To lose weight without having a eat a low calorie diet you need to include a program of intense weight training designed to help you increase your lean muscle mass, while consuming a high protein diet devoid of processed foods, but with enough calories to support muscle growth and repair.
Now weight training to gain lean muscle mass won’t make you muscle bound, (especially if you are a woman- See my article on Why Women Should Lift Weights here) as that’s simply not possible without the use of anabolic steroids. What it will do is increase the amount of metabolically active tissues in your body and help you over time consume a decent amount of food while still losing weight and getting into exceptional shape as the increased muscle mass will make you look better and feel better. You will have to reduce calories slowly but there’s a limit to how low you can go, as you won’t build muscle on an overly energy restrictive diet. Aerobic exercise and exercise in general won’t increase the amount of calories your body burns by much, (See my ebook The Role Of Exercise In Reducing Abdominal Fat here) and so the onus is on small reductions, high protein and building muscle mass with intense workouts. It’s a different way of doing things and it’s much slower than the immediate return of radically cutting calories, but it does work. That said, a calorie is still a calorie and it isn’t a pass to eat more than you should, just a way of eating to allow us to eat as we should.

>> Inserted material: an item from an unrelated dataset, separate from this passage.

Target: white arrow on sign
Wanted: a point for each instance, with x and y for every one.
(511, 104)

Given the fact that we seem to have a genetic predisposition towards eating more as a lasting artifact from our earlier days on the planet when procuring food was dependent on energy expenditure, it stands to reason that any attempt to circumvent this inherent tendency would be doomed to failure. Instead, the ideal may be to embrace of the idea of eating more and incorporating resistance exercise with the goal of building muscle, which over time can help increase resting metabolism and allow you to eat more but still keep your weight down.